A Blue Women’s History Month
By Jenny Krusoe, EVP and COO of AltaSea
What do 1) the first person to walk solo on the ocean floor, 2) the leading expert mapping the ocean floor, and 3) the person overseeing all aspects of America’s ocean agency have in common? The answer might surprise you. The answer is in this month’s celebration: they’re all women.
March is dedicated to women like Sylvia Earle, Dr. Dawn Wright, and Nicole LeBoeuf, who are making waves and paving new paths in ocean science. While they should be celebrated every day, Women’s History Month is a good time to reflect on the often-overlooked contributions that women have made to improve our planet through their research and work, creating new jobs, fighting climate change, and empowering the next generation of explorers.
No one knows the ocean better than Sylvia Earle. Often called “Her Deepness” for the record 7,000 + hours she has spent exploring underwater. She has dedicated her entire career to the ocean, pioneering research on marine ecosystems by exploring and developing technologies designed to access the deep sea. Earle’s resume includes tenures as the former chief scientist at National Oceanic and Atmospheric Administration (NOAA) – the first female ever to hold that position. She is truly one of the most accomplished and successful ocean explorers of all-time.
Earle’s career has inspired others, including another ocean legend: Dr. Dawn Wright. To many, Wright is known as @DeepSeaDawn – a name she earned after completing numerous trips of her own to the bottom of the ocean. In 1991, she made history by becoming the first Black woman to dive to the ocean floor in a deep-sea submersible vehicle. Currently the chief scientist at Esri (a multinational geographic information system software company), just last year she traveled to the deepest part of the ocean in the Mariana Trench as part of Seabed 2030, an international effort that aims to map every inch of the ocean by the year 2030.

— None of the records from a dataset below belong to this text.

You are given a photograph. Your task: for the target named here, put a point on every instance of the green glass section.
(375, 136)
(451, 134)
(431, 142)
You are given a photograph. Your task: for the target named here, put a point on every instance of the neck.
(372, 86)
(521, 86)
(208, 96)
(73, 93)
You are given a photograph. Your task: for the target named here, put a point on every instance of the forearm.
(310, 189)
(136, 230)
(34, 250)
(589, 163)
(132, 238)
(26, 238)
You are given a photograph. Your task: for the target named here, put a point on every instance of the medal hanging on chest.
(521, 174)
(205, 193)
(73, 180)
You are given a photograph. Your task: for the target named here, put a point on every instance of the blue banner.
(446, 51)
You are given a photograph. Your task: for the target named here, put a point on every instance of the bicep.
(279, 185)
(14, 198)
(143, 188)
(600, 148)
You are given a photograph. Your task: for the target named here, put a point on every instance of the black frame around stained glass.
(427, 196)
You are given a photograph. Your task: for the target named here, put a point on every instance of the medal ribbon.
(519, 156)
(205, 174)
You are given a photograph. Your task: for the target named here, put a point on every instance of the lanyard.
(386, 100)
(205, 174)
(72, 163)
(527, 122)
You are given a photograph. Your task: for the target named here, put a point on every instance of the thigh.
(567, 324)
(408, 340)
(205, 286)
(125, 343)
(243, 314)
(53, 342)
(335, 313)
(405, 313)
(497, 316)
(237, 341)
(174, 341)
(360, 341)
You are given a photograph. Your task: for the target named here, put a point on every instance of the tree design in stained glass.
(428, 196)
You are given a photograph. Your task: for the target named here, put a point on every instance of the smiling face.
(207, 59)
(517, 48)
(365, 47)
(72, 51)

Like Sylvia Earle and Dawn Wright, Nicole LeBoeuf is another woman who has dedicated her life to learning about the ocean making sure this knowledge is widely accessible. As the Assistant Administrator for NOAA’s National Ocean Service (NOS), LeBoeuf is one of the highest-ranking women in America’s premiere coastal and ocean agency, where she oversees all aspects of strategy and operations. Her strategic vision guides NOS’s actions on a variety of issues, including shipping, tourism, recreation, and ocean conservation. Nicole has over two decades of experience connecting science with policy, leading the United States – and the world – to protect and sustainably utilize our oceans.

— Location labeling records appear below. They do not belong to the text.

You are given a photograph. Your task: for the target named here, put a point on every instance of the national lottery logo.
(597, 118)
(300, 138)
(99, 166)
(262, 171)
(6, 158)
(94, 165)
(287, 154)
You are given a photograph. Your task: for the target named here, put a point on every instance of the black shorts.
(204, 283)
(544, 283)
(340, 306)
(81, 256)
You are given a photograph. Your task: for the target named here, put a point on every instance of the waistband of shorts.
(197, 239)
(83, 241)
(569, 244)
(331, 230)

It is critical that the accomplishments of these “Women in Blue” are not overlooked – something that, unfortunately, happens far too often. In fact, women scientists are so frequently denied recognition for their work that there’s even a name for the phenomenon: The Matilda Effect.
Of course, it’s not just women who are unrecognized. A 2011 poll of 1,000 registered voters found that 72 percent of Americans could not name a single living scientist. Those researchers who do gain recognition in our society tend to be the leaders of their laboratories, and for the most part are overwhelmingly male. Currently, women account for just 21 percent of full professors in the United States. Given this intrinsic bias, perhaps it isn’t surprising how many women are lost in the shuffle.
But these three incredible women demonstrate that ocean exploration isn’t just a man’s game. They are part of an amazing network of pioneers in ocean science through AltaSea at the Port of Los Angeles – the nation’s largest blue economy incubator. At AltaSea, we celebrate these incredible women every day because Sylvia, Dawn, and Nicole, even while not present physically, are opening doors for a new generation of female scientists – students and professionals whose STEM innovations will lead us to new discoveries, new understanding, and new ways to use, protect, and respect the world’s oceans.
Together with hundreds of other visionaries, these “Women in Blue” and their innovations are spurring a Blue Economy that the Los Angeles Economic Development Corporation predicts will double in value to over $3 trillion in the next decade.
The future of our oceans and our planet rests in the hands of these amazing women and the future scientists they inspire. I am proud to call them collaborators and friends, and I look forward to a future that they are creating every single day for all of us.
Jenny Krusoe is the Executive Vice President and Chief Operating Officer of AltaSea at the Port of Los Angeles, the nation’s largest blue economy tech hub.